As of late, emojis, along with mobile device data in general, have become more and more prevalent in discovery and internal investigations. This trend is sure to accelerate as smartphone usage continues to replace computers for many tasks.
Now, there is a new app that gives lawyers and litigation professionals the ability to code and search for specific emojis during the discovery process. Working on Relativity’s e-discovery platform, QMobile Insight can search for, identify and process emojis found in relevant case files—meaning that the one piece of evidence needed to win the case could be a simple poop, flying cash, or angry smiley emoji away. The app also allows users to search similar documents to find additional relevant emojis, giving them a greater understanding of their case data. Their rise in popularity makes QMobile Insight that much more valuable as lawyers can use relevant emojis to craft a more holistic case for their client.
Inside Counsel recently sat down with Yaniv Schiff, Director of Digital Forensics, QDiscovery, who shared insight into the application and how it’s impacting legal proceedings, and Helen Geib, QDiscovery’s General Counsel/Practice Support Consultant, who shared insight on the app’s impact from a litigation perspective.
“As any teenager will attest, emojis are becoming a form of communication in and of themselves,” said Schiff. “The ability to easily search, review and code text messages within the same discovery environment as emails and edocs is advantageous for many reasons, not least because it’s simply more efficient and cost-effective to have all your data in one place. No potentially relevant data should be overlooked, whether in the form of words or emojis.”
Today, emojis are appearing more in litigation simply because they are appearing more in day to day communications. Emojis are frequently used to emote certain emotional reactions or responses, and can also be used instead of words as a form of shorthand. So, while the significance or implications of certain emojis are open for interpretation, they should not be overlooked during discovery.

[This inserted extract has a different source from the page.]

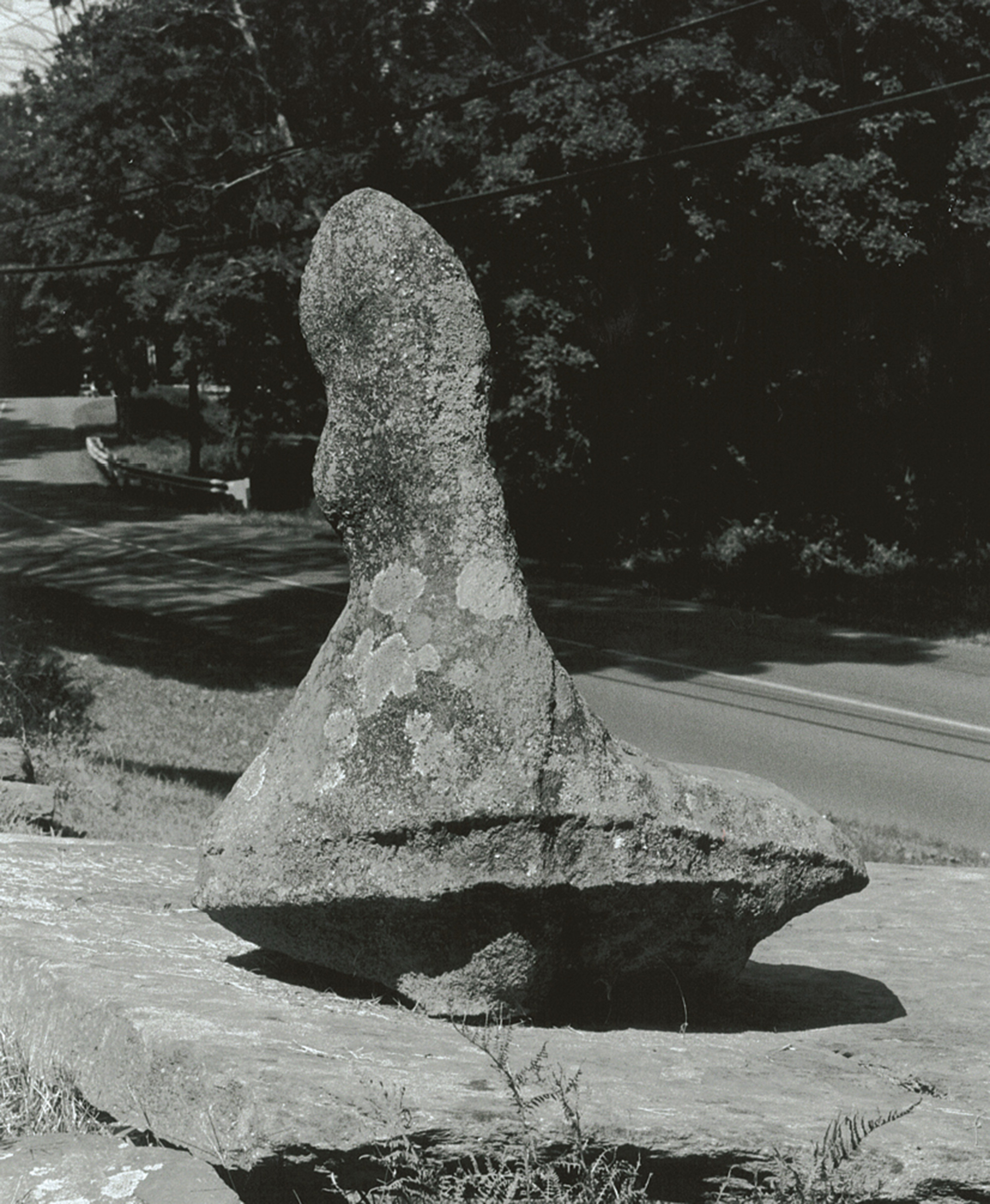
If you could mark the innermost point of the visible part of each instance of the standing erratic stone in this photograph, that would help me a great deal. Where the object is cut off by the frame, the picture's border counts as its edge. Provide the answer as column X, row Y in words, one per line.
column 438, row 811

The standard solution for reviewing mobile device data has been multiple spreadsheets and PDF reports, often thousands of pages long, generated by Cellebrite or another forensic collection software, per Schiff. These include a separate section for each communication type and require manual review, which is cumbersome and time-consuming—and finding emojis in this sea of data is difficult. But, QMobile Insight makes it possible to load mobile device data into Relativity and take advantage of all the capabilities of the platform. With the data in a structured format, it can be imported into review tools like Relativity. It’s far easier to search, review and produce when all the data is in one place. Just as important, analytics, searching and other discovery workflows can now be used, allowing the review team to find and investigate patterns in the mobile data, including recognizing emojis and being able to search for similar documents to find related text messages.

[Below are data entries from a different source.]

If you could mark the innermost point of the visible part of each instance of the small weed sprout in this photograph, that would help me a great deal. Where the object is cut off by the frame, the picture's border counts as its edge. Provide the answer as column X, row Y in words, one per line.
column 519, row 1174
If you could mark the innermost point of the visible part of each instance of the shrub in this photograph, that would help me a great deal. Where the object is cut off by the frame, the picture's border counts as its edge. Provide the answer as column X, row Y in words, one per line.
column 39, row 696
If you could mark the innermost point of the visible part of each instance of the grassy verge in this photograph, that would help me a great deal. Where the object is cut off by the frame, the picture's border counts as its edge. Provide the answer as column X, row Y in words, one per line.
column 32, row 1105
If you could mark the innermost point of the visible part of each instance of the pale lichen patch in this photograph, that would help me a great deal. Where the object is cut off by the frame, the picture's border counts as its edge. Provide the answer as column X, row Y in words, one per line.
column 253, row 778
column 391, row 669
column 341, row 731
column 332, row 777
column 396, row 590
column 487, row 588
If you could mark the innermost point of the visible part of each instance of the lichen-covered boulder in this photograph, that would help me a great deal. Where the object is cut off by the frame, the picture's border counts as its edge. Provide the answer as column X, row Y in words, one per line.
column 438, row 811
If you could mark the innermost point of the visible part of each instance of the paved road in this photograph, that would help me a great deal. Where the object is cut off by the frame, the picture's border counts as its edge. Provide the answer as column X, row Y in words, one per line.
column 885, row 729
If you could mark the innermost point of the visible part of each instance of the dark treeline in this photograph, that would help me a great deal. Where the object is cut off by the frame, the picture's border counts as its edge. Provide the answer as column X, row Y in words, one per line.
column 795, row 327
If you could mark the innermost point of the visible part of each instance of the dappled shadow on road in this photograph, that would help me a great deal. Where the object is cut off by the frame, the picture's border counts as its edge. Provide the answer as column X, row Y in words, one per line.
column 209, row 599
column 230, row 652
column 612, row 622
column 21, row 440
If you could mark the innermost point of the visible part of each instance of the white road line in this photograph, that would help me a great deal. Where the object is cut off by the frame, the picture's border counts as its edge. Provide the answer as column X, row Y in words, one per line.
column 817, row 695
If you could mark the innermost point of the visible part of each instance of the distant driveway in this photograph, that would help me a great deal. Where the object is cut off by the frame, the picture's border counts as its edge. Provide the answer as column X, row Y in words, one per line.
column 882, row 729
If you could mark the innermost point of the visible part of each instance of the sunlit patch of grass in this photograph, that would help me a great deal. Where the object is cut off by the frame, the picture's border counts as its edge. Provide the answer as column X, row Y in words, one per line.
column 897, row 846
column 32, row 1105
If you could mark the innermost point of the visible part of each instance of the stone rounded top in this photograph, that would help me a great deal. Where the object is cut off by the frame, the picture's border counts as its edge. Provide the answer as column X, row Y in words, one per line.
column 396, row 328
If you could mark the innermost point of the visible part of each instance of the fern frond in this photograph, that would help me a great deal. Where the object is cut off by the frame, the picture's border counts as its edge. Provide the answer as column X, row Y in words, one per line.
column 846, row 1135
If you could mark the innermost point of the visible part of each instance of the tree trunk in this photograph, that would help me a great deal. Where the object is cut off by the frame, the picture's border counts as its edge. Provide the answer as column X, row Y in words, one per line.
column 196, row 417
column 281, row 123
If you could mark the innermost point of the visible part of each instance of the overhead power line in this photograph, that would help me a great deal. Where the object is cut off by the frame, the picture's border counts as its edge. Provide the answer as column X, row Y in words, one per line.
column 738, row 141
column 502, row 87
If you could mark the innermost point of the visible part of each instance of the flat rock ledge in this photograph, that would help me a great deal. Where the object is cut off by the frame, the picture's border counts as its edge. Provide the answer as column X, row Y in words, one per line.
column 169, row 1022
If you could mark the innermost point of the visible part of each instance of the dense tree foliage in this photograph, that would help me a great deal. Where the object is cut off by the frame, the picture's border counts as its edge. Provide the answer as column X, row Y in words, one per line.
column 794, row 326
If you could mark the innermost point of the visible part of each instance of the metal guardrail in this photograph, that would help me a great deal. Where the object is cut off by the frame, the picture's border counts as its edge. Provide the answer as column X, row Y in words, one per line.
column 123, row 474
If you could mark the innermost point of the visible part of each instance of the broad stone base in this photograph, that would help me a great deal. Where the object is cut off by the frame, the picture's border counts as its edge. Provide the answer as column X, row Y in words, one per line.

“It’s no exaggeration to say that many people now write text messages and emails in a hybrid language of English and emoji,” explained Geib. “This is commonplace in personal messaging and is even true in many business communications. Lawyers need to be able to ‘keyemoji’ search in the same way they use keyword searches.”
So, how can lawyers use relevant emojis to craft a more holistic case for their client?

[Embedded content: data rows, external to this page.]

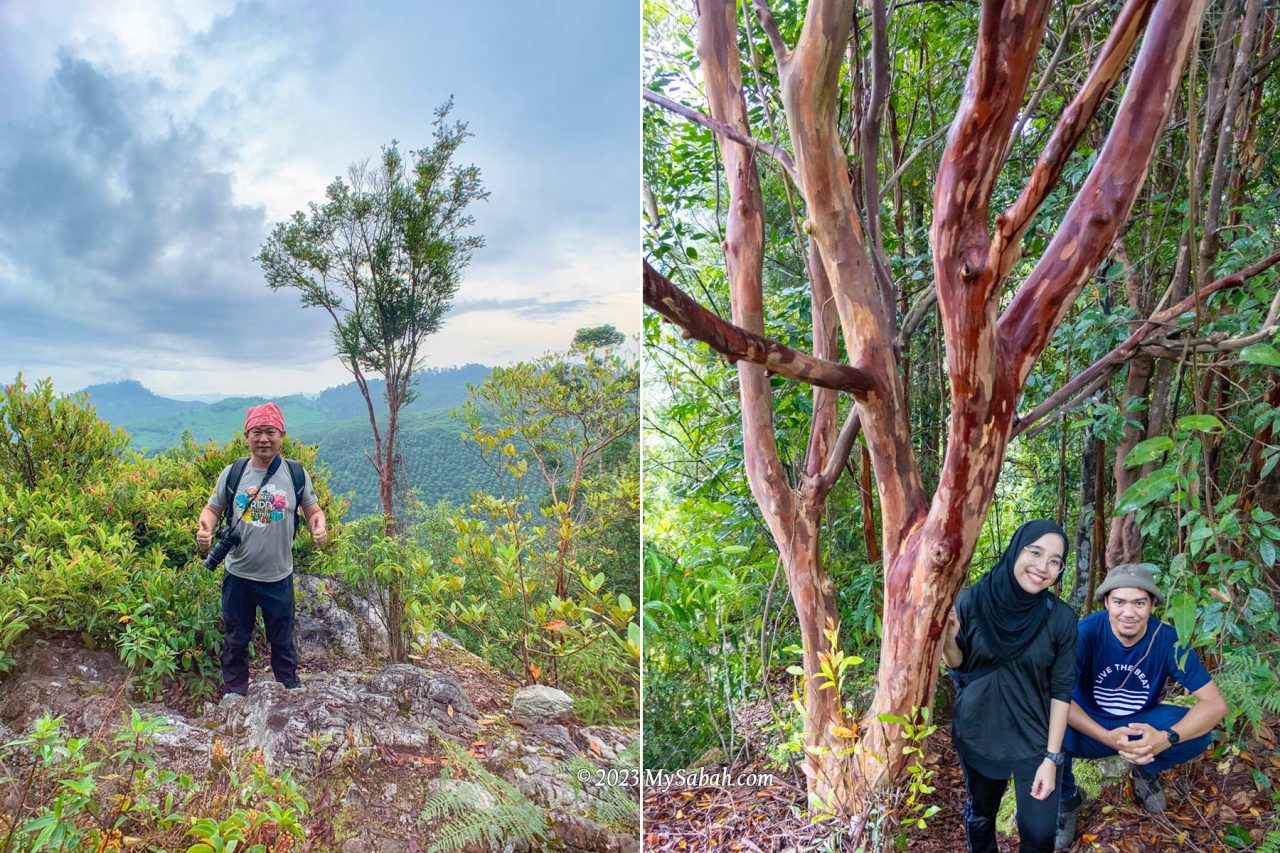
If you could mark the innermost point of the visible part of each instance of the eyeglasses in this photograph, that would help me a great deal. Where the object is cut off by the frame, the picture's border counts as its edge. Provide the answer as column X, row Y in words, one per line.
column 1037, row 553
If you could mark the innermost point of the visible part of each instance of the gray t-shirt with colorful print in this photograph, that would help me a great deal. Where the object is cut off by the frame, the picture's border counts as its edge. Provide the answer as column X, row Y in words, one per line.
column 265, row 521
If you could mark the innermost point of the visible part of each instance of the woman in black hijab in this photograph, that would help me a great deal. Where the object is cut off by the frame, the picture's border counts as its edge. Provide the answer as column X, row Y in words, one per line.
column 1010, row 644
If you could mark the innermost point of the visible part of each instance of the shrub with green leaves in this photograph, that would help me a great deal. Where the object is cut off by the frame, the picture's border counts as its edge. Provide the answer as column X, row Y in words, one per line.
column 101, row 542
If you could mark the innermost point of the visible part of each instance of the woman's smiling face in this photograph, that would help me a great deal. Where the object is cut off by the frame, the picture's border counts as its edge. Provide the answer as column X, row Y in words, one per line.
column 1040, row 564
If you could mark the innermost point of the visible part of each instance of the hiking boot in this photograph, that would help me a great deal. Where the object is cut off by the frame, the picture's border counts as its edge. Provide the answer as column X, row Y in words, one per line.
column 1148, row 790
column 1066, row 813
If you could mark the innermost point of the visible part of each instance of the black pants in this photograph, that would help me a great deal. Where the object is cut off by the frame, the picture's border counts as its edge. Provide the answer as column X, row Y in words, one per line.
column 241, row 600
column 1037, row 819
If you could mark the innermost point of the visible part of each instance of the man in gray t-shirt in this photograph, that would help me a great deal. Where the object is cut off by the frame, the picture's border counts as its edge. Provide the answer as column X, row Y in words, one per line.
column 259, row 573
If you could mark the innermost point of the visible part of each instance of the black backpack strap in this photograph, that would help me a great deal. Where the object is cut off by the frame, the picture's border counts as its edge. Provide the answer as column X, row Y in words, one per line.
column 233, row 478
column 300, row 483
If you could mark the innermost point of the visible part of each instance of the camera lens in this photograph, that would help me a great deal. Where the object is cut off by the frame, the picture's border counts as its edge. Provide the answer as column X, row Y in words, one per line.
column 227, row 539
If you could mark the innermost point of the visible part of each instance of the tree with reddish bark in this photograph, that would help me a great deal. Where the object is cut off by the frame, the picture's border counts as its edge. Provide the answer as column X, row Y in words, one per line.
column 991, row 340
column 383, row 258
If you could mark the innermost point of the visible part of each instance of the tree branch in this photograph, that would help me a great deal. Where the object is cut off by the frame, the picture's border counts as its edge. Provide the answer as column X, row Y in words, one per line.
column 1010, row 227
column 771, row 28
column 1104, row 203
column 664, row 297
column 773, row 150
column 1130, row 346
column 824, row 482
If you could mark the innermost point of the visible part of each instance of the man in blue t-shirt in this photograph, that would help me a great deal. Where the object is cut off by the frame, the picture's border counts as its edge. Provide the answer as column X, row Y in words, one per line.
column 1124, row 656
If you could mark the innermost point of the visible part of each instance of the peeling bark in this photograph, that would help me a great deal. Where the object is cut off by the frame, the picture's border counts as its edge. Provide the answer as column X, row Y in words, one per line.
column 926, row 541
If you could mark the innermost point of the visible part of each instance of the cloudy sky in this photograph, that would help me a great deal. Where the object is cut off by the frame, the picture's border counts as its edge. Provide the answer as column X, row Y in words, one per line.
column 147, row 146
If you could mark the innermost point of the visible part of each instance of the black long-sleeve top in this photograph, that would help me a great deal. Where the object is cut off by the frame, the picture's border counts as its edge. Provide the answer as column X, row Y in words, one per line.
column 1002, row 717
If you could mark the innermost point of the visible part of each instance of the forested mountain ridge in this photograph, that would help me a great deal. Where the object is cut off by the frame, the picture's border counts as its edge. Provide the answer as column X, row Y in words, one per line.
column 438, row 464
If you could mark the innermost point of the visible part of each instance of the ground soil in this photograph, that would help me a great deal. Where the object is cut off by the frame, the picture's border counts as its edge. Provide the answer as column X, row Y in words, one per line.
column 1215, row 803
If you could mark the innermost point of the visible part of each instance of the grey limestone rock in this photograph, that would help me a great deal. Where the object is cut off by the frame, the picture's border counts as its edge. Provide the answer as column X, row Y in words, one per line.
column 540, row 703
column 320, row 626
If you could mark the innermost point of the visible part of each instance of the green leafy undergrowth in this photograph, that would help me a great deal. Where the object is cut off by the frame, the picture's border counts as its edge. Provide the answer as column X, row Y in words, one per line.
column 101, row 542
column 68, row 793
column 484, row 810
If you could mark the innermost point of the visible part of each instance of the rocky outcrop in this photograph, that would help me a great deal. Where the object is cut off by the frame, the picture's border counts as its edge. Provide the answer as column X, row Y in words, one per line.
column 392, row 717
column 398, row 707
column 540, row 705
column 321, row 628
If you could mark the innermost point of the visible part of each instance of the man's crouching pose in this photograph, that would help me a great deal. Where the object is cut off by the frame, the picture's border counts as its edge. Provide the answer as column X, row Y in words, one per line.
column 1124, row 656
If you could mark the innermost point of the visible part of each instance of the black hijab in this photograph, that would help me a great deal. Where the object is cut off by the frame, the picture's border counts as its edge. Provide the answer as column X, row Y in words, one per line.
column 1009, row 616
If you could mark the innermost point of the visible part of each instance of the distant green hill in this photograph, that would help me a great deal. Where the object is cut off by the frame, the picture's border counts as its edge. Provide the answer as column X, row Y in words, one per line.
column 438, row 463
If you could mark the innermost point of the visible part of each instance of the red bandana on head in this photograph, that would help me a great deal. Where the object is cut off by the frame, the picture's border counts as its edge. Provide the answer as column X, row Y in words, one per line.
column 264, row 415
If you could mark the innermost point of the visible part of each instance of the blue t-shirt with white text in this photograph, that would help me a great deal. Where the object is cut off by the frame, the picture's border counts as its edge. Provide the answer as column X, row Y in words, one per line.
column 1115, row 682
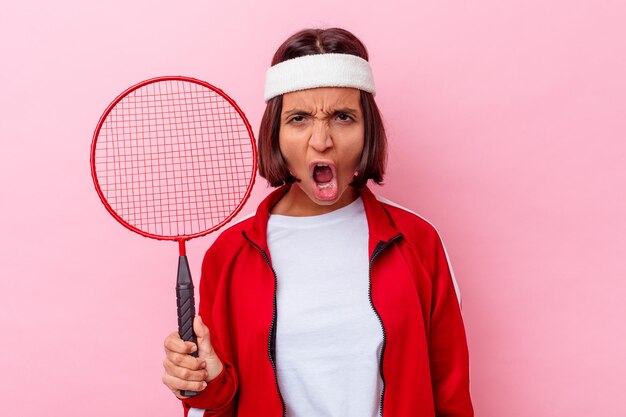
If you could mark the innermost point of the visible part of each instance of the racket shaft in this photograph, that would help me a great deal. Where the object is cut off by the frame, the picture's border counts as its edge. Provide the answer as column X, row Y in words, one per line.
column 185, row 303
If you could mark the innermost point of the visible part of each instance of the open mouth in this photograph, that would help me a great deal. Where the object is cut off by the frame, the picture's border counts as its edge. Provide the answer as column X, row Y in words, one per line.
column 324, row 175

No one would think of collecting and reviewing only the first half of an email, or of withholding a relevant communication solely because it was a one-word reply. However, according to Geib, by ignoring or, worse, excluding emojis from review and production lawyers risk doing just that. From the smiley face on, emojis have been used to indicate the tone of a communication. It’s critical to take emojis into account whenever intent is at issue, such as in employment cases.
She said, “Emojis are increasingly used as word substitutes, especially in messaging, and for that reason are potentially relevant in every case. Put simply, emojis carry meaning just like words do. Like words, they must be reviewed and assessed for their relevance to the case.”